Alpharetta is a city in north Fulton County, Georgia, United States and a northern suburb of Atlanta, Georgia. It is one of the most affluent communities in the state. According to the 2010 Census, Alpharetta's population is 57,551. However, during the workday, the city swells to more than 120,000 residents, workers, and visitors, due to the more than 3,600 businesses that are located in the city.
In 2009, Forbes ranked Alpharetta as the number 1 "reloville".

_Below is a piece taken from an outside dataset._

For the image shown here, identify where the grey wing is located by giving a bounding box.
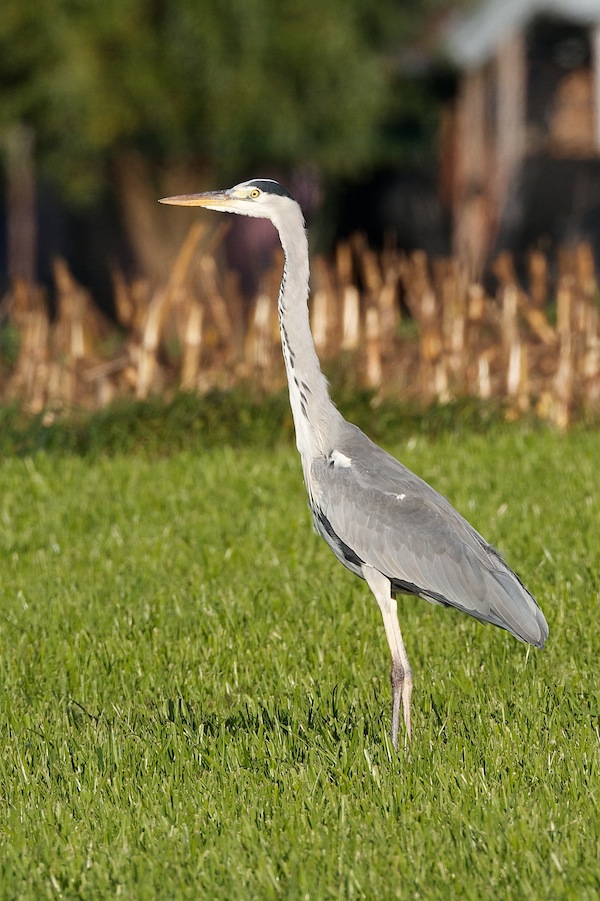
[311,427,548,648]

From the North Georgia Mountains to the Chattahoochee River along a Cherokee Indian trail, a tiny village named New Prospect Camp Ground was formed. This village, made up of tents, a log school, and arbor became a trading post where Indians and white settlers exchanged their goods. The surrounding countryside provided excellent farming land, especially for cotton. On December 11, 1858, the town was chartered and became the county seat of Milton County. The town was renamed Alpharetta, a misspelling of Alfarata, a character in a popular period song (The Blue Juniata). Note that this conflicts with the city's version of how the name came about. Alpharetta's city website states the name is a combination of the Greek words for "first" and "town", however "town" in Greek is "Poli" or "Polis" and "Retta" is not even a Greek Word. Officially chartered on December 11 of that year, Alpharetta served as the county seat of Milton County until the end of 1931 when Milton was merged with Fulton County to avoid bankruptcy during the Great Depression.